In the meantime, Han and Chewie are taken prisoner after crash landing on Kessel (remember the Kessel run guys?) and are forced to work down in the fathomless spice mines by the deplorable Moruth Doole who, unsurprisingly, has an old grudge against Han. Poor Han! Anyways, they manage to bust out of the mine with the help of a young prisoner called Kyp Durron, a force sensitive kid who has spent most of his short life toiling away down in the mines. As they are fleeing the spice mines, Han, Chewie and Kyp stumble across a secret Imperial research facility in amongst the black hole cluster
landing themselves straight from the frying pan and into the Cauldron Nebula. Geddit?
Tumbleweed. Moving on quickly…
It has to be Han’s story in this book. Finally, an EU author who has given Han a decent storyline! Sometimes with Han you get the feeling that the authors don’t really know what to do with him so they just shoehorn him in to some plot which suits the overall story but falls a little flat in terms of Han’s character. Well this whole book to me felt like the Han and Kyp Durron story (more on Kyp later…) We get taken to the spice mines of Kessel (SO glad we got to go here, we now know why Threepio was so terrified of being sent there in A New Hope!) and encounter the creepy monsters that lurk in the dark tunnels under the mines, then whizz off to the isolated and seemingly inaccessible Cauldron Nebula – (a nice touch by KJA, I personally found it very believable that a small fleet of Star Destroyer could hide out in the middle of a nebula. KJA is an author who really gets the vastness of space and that places aren’t quite just a hop-skip-and a lightspeed-jump away!)
This book also introduces us to the character of Admiral Natasi Daala who was heaps of fun and an interesting addition to the cast of Imperial Admirals. Again I think she is a little Marmite but I personally found her to be a flawed and well-rounded character who was extremely interesting to read about. Granted she’s not the most competent Imperial officer we’ve ever come across but she’s fiery, aggressive and yet surprisingly charismatic. She is utterly devoted to the Empire and the order that it provided the galaxy. KJA wrote her story so well and I actually could convince myself that she was just lurking off screen in A New Hope, before being booted off to oversee The Maw Installation.
For me I personally found Luke a little unrelatable in this book. Although I like the fact that he is starting his search for potential students of his new Jedi Academy, he was a little bit too Ohhmmmm Serious Jedi Master for my taste. It just made him a little distant and emotionless, where I always liked Luke for his slightly whimsical farmboy attitude.
I also thought Winter suffered a lot in this book.

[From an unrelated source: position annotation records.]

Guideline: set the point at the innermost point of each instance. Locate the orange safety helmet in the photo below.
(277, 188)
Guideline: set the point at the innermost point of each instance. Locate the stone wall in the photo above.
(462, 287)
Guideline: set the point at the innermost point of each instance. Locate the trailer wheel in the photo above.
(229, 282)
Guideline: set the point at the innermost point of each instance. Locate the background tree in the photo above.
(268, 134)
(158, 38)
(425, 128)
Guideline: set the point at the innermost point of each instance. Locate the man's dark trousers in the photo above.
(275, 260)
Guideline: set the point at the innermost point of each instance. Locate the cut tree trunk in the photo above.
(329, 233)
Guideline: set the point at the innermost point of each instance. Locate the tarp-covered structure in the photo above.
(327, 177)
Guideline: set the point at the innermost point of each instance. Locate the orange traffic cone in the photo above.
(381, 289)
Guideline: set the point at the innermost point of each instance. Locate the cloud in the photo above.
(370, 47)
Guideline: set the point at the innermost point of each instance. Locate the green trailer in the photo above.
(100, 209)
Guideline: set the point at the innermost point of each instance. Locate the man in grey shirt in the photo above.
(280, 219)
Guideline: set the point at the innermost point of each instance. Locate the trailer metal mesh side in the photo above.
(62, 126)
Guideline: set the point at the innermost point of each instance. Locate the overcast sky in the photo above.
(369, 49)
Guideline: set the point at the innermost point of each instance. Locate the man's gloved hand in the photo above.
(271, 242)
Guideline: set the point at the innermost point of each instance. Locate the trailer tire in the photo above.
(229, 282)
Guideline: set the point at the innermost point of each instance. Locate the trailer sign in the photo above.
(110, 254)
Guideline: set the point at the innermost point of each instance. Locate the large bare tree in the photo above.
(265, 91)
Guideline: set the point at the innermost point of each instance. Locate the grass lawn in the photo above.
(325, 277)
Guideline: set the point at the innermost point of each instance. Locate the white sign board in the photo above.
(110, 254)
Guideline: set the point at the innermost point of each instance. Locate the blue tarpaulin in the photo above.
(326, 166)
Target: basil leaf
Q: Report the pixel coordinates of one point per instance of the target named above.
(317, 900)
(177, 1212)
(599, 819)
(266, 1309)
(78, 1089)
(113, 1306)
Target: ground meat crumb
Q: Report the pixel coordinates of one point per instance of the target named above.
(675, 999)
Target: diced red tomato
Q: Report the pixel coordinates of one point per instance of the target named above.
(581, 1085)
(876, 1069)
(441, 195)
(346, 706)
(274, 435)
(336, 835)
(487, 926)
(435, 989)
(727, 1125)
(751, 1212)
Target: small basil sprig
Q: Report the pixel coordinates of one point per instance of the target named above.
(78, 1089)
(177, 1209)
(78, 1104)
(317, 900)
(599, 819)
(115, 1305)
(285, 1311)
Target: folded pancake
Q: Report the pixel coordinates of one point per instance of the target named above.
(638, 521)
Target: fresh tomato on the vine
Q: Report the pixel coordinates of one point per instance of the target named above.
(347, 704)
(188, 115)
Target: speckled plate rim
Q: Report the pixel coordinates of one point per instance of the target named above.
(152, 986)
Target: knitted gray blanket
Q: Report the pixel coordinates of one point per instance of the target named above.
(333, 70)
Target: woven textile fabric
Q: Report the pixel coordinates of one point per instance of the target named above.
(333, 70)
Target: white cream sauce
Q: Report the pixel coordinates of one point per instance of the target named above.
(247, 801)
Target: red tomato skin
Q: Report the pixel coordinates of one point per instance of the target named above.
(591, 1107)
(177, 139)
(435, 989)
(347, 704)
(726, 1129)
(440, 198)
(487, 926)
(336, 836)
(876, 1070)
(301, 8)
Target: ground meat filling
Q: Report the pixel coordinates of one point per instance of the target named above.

Well the whole trilogy really. Having been reduced to Leia’s ‘personal servant’ (urgh) she is essentially been relegated to nanny for the Solo children (who by the way are completely vile at the moment, although I hope this is just because they are still at a very young, annoying age at the moment). This isn’t the destiny I pictured for Winter at all and I hope KJA sorts this out later in the trilogy.
Finally, Leia doesn’t really do much in this book. Although KJA is clearly trying to show the strain being placed on her in terms of her political duties, her Jedi training and the not insignificant burden of trying to raise twins (thank goodness for nannybots really! They need to hurry up and invent IRL these methinks). I get what KJA was doing with Leia but I personally would have liked to have seen a bit more action on her part.
Overall: a seriously fun read and although the characterisation of Luke falls a little flat, the storyline of the book is a blast and is well worth reading even just for Han and Kyp’s adventures alone.
Rating: 4 out of 5 Death Stars for Jedi Search!